Quentin Dupieux livre avec ce film - qui dépeint un film dans un film -, un vrai tour de force. N'hésitant pas à citer ses inspirations, son homonyme Tarantino notamment, il porte à l'écran un Jean Dujardin barbu (et donc méconnaissable) aux airs de Rick Grimes dans Walking Dead. Dupieux fera sans doute un hommage au surprenant Boulevard de la Mort dans la scène dans laquelle nous voyons l'avant de la voiture, il ne manque que le personnage cartoon de la voiture de Kurt Russell. Et ce film l'est tout autant, étonnant. Ici il n'est pas question de police, de bien ou de mal. Chacun est livré à lui-même et avance selon sa conscience. Georges voulant à tout prix réaliser son rêve s'improvise donc tueur en série dès la première demi-heure. Petit à petit, l'accoutrement du personnage principal s'étoffe : il s'approprie d'abord un chapeau trouvé sur le corps inanimé de l'employé d'hôtel, puis des bottes, Denise lui offre ensuite un pantalon, ce sont enfin des gants qu'il s'offre, accompagné de sa nouvelle amie.
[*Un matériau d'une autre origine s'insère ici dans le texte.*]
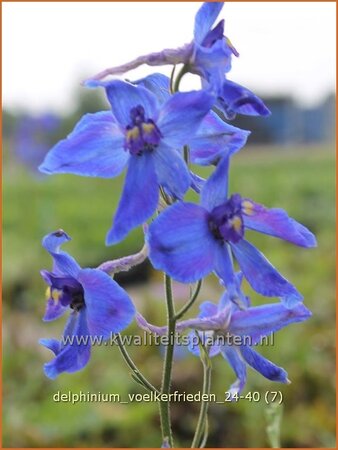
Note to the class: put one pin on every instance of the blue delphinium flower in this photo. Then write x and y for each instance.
(209, 56)
(214, 137)
(99, 307)
(189, 241)
(33, 137)
(234, 332)
(140, 134)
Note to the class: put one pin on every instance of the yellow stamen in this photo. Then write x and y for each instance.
(148, 128)
(53, 293)
(236, 222)
(133, 134)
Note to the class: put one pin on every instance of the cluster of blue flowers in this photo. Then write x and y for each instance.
(155, 132)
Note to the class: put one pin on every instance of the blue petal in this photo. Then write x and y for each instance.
(277, 223)
(215, 190)
(260, 273)
(205, 18)
(63, 262)
(259, 321)
(214, 139)
(139, 198)
(109, 308)
(181, 244)
(212, 63)
(124, 96)
(238, 99)
(238, 366)
(171, 170)
(54, 310)
(51, 344)
(181, 116)
(263, 365)
(73, 356)
(196, 182)
(158, 84)
(93, 149)
(224, 269)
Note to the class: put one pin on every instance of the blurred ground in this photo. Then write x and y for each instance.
(300, 180)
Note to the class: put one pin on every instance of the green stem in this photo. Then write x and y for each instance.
(201, 428)
(179, 77)
(168, 362)
(190, 302)
(130, 363)
(171, 86)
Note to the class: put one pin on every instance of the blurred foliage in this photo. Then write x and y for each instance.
(301, 181)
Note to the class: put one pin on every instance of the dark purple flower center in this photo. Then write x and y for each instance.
(214, 35)
(226, 220)
(141, 134)
(68, 292)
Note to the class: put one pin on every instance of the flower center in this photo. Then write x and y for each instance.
(68, 292)
(141, 134)
(226, 220)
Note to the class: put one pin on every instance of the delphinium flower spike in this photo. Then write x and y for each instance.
(189, 241)
(209, 56)
(99, 307)
(140, 134)
(234, 332)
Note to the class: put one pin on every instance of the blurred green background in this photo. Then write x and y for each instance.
(299, 179)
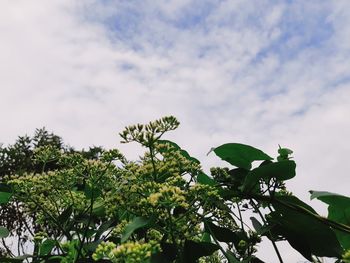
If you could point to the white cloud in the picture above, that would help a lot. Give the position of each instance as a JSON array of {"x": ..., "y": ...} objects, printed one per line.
[{"x": 254, "y": 72}]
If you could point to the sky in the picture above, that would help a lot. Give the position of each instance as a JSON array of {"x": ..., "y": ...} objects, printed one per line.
[{"x": 259, "y": 72}]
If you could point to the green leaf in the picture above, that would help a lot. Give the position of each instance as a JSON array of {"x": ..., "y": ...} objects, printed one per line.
[
  {"x": 282, "y": 171},
  {"x": 104, "y": 227},
  {"x": 64, "y": 217},
  {"x": 231, "y": 257},
  {"x": 256, "y": 224},
  {"x": 98, "y": 208},
  {"x": 222, "y": 234},
  {"x": 4, "y": 232},
  {"x": 303, "y": 229},
  {"x": 137, "y": 223},
  {"x": 18, "y": 259},
  {"x": 11, "y": 260},
  {"x": 92, "y": 192},
  {"x": 46, "y": 247},
  {"x": 240, "y": 155},
  {"x": 202, "y": 178},
  {"x": 167, "y": 255},
  {"x": 338, "y": 211},
  {"x": 195, "y": 250}
]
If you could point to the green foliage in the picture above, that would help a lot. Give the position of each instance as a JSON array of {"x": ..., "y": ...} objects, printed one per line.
[{"x": 97, "y": 206}]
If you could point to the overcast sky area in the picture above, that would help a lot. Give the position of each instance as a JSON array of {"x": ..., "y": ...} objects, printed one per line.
[{"x": 256, "y": 72}]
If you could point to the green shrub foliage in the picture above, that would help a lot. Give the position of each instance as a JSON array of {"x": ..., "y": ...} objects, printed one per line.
[{"x": 68, "y": 206}]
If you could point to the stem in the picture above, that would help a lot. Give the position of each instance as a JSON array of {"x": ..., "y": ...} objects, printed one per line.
[
  {"x": 87, "y": 227},
  {"x": 7, "y": 248},
  {"x": 240, "y": 216},
  {"x": 256, "y": 208},
  {"x": 151, "y": 150}
]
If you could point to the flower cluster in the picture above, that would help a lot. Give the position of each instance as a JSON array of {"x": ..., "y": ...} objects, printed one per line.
[{"x": 130, "y": 252}]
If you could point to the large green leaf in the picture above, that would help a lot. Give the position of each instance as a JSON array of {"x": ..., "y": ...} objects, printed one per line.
[
  {"x": 303, "y": 229},
  {"x": 195, "y": 250},
  {"x": 4, "y": 232},
  {"x": 137, "y": 223},
  {"x": 167, "y": 255},
  {"x": 282, "y": 171},
  {"x": 338, "y": 211},
  {"x": 240, "y": 155}
]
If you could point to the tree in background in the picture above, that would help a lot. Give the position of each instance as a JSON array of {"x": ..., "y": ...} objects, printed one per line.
[{"x": 97, "y": 206}]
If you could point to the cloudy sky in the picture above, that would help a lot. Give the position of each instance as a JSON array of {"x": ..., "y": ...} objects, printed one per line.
[{"x": 257, "y": 72}]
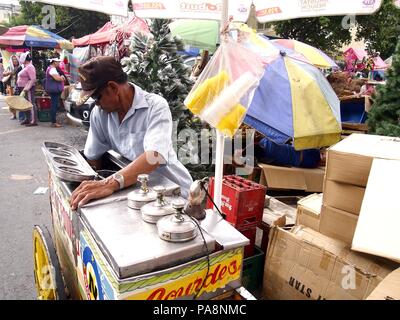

Tout cela en daim, bien évidemment.
Notre Indiana Jones de la France paumée ne verra pas son rêve devenir réalité, mais comme tout bon rêveur, il mourra comme s'il l'était devenu. Quentin Dupieux quant à lui porte à l'écran un film étonnant - brillamment écrit, joué et réalisé - tout en restant fidèle aux choix de ses débuts. C'est-à-dire réaliser un film ne nécessitant pas de gros moyens financiers ni d'acteurs nombreux. Il s'impose avec une force encore plus certaine comme le réalisateur qui aura su donner aux objets inanimés une vraie vie dans un film. Chapeau (en daim) à lui.